Munich

Siegfried Anzinger

The love/hate relationship to one’s country and the specifically Viennese pleasure in the “beautiful death” and in the macabre, present in the work of such Austrian artists as Christian Ludwig Attersee, Günter Brus, Hermann Nitsch, and Arnulf Rainer, are barely a factor in that of Siegfried Anzinger. Even the psychologizing painting of Gustav Klimt, Oskar Kokoschka, Egon Schiele, or Arnold Schönberg leaves hardly any traces. Anzinger circles his own identity not so much in a return to the cultural source of his background as in a debate with a broad sweep of work, from Giotto up to and including Francesco Clemente. Rather than simply quoting that work, he transforms it in accordance with his own intentions; what those intentions might be Anzinger investigates in painting cycles, frequently changing his style to produce new perspectives. Through these stylistic breaks within a certain thematic and iconographic continuity, and through the expression of various moods and aims within one cycle of work, Anzinger repeatedly risks his artistic identity (though not so radically as Walter Dahn or Jiří Georg Dokoupil).

The most recent cycle consists of 24 works, about a third of which were shown here. Painted in oil (the first time for Anzinger), they show the artist testing an agitated, thickly painted surface, and the visionary attitude to the human face of Schönberg’s painting or Kokoschka’s Pietà, 1908–09. The motif of the head, which has appeared before in Anzinger’s work, hurries through; as if under an ecstatic compulsion toward expression, it often metamorphoses into the most various forms. Goblinlike, demonized, or as a mask, it pops up in richly differentiated color space, caught by the flowing disintegration of its contour. Other heads seem to incorporate the dirty paint on the palette.

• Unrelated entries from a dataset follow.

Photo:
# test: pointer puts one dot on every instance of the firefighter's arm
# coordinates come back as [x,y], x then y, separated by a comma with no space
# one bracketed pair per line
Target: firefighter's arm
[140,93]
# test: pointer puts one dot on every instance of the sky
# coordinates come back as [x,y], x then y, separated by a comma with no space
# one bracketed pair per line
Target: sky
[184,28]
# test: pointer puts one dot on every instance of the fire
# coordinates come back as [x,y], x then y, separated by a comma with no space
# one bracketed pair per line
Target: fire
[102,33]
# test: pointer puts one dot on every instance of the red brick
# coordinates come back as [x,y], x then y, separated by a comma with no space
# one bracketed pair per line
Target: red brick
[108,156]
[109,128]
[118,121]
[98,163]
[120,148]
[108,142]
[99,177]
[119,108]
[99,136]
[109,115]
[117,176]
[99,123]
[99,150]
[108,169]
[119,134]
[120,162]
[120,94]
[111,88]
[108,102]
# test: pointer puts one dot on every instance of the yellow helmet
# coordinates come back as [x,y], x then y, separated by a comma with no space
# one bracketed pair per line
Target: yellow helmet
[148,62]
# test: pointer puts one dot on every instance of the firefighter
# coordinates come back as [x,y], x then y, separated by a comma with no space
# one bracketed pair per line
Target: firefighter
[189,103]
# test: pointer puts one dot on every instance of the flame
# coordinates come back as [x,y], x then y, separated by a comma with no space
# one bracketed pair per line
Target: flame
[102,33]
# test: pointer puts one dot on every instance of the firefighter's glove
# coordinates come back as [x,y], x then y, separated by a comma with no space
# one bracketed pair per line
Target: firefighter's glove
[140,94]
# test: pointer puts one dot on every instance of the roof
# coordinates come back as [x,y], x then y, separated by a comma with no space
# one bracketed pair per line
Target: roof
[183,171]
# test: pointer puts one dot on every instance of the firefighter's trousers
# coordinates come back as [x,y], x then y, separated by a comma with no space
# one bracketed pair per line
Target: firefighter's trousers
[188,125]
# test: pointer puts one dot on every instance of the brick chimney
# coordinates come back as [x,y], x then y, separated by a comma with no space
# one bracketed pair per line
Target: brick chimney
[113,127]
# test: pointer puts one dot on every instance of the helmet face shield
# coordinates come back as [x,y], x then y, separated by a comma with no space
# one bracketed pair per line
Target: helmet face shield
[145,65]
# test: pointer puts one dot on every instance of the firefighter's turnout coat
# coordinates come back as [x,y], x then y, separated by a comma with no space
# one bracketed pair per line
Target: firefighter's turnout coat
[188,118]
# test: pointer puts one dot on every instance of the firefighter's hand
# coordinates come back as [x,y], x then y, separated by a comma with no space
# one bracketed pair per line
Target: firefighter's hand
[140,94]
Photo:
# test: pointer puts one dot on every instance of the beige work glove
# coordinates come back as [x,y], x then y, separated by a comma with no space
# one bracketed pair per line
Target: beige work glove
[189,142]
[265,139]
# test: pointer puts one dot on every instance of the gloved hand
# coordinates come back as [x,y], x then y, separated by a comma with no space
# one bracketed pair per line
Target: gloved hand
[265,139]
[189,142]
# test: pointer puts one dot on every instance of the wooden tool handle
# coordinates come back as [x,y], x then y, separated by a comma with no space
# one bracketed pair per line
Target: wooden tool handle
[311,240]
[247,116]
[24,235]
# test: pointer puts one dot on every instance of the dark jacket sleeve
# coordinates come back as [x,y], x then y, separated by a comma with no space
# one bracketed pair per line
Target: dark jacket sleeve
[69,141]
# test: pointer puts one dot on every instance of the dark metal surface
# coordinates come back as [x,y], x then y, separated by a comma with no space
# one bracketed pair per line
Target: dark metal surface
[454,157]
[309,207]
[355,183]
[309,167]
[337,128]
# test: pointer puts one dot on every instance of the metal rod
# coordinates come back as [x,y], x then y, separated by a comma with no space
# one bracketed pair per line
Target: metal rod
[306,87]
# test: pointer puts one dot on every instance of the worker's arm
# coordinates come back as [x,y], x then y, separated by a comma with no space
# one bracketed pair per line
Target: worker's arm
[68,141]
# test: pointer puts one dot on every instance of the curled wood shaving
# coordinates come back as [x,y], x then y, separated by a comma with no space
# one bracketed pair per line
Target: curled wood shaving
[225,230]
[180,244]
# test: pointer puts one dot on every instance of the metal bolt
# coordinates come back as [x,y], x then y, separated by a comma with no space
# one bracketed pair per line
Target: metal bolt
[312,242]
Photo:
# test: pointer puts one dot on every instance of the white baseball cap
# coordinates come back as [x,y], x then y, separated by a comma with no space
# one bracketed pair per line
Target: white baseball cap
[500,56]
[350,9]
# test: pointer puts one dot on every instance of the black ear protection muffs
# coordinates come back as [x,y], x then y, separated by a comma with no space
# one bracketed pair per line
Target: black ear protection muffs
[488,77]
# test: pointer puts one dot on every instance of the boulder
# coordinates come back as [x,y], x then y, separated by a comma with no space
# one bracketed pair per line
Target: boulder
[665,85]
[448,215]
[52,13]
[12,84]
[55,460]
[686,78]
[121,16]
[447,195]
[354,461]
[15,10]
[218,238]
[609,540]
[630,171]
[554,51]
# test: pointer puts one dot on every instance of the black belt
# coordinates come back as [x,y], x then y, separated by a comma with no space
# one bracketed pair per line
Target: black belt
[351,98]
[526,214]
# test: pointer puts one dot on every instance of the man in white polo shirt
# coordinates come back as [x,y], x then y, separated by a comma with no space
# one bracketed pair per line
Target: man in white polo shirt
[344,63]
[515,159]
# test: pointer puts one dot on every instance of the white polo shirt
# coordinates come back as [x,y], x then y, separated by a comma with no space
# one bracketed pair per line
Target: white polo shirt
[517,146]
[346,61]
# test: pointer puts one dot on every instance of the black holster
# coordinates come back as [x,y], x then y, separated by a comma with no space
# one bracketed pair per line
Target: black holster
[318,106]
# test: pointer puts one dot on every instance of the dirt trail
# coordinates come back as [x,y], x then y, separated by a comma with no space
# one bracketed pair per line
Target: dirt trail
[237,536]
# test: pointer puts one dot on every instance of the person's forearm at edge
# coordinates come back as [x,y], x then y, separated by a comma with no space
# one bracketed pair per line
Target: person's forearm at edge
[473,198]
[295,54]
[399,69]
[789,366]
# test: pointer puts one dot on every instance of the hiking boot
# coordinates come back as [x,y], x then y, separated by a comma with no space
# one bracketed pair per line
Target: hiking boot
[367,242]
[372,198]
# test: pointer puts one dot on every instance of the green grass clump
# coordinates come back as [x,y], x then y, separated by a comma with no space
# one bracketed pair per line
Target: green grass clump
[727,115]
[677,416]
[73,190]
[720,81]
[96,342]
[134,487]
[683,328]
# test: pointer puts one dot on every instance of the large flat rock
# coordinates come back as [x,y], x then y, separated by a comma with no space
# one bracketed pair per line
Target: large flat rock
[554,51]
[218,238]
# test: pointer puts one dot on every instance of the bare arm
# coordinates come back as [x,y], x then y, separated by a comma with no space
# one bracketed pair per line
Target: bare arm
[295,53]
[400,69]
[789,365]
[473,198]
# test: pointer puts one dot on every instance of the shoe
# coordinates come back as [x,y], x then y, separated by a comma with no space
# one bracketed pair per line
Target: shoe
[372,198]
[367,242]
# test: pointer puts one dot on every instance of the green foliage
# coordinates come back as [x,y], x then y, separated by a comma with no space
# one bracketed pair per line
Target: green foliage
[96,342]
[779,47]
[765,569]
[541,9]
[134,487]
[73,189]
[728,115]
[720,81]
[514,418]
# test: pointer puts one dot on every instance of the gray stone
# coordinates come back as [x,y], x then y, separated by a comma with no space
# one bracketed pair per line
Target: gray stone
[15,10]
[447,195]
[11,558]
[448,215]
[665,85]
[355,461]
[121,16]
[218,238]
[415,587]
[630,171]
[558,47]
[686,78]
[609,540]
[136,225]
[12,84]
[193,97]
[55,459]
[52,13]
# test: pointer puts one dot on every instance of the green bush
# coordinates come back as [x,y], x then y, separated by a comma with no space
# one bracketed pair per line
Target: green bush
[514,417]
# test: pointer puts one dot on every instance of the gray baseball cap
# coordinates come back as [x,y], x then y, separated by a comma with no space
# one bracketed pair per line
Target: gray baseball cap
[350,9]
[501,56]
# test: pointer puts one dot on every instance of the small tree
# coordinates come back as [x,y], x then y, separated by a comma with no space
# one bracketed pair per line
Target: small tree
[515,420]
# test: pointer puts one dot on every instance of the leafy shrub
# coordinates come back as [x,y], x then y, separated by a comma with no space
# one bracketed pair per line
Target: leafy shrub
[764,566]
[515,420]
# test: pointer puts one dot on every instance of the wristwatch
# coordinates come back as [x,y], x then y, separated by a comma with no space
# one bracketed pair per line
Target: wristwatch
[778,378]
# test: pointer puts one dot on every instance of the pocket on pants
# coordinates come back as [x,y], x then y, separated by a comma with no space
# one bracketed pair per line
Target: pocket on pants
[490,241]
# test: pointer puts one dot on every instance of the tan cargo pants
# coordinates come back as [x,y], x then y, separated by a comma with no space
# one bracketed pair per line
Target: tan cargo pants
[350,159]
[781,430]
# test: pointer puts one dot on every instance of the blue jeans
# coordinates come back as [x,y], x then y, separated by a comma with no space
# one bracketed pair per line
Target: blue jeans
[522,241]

The strength of these works, then, is their strong psychophysical intensity.

In his treatment of paint Anzinger experiments with the entire range from a spontaneous approach to the arduous balancing of calculation and intuition. But he always remains within the traditional concept of painting. Unlike Dokoupil, Anzinger does not attempt to burst the framework, but continues to explore the remaining ground.

Ingrid Rein

Translated from the German by Martha Humphreys.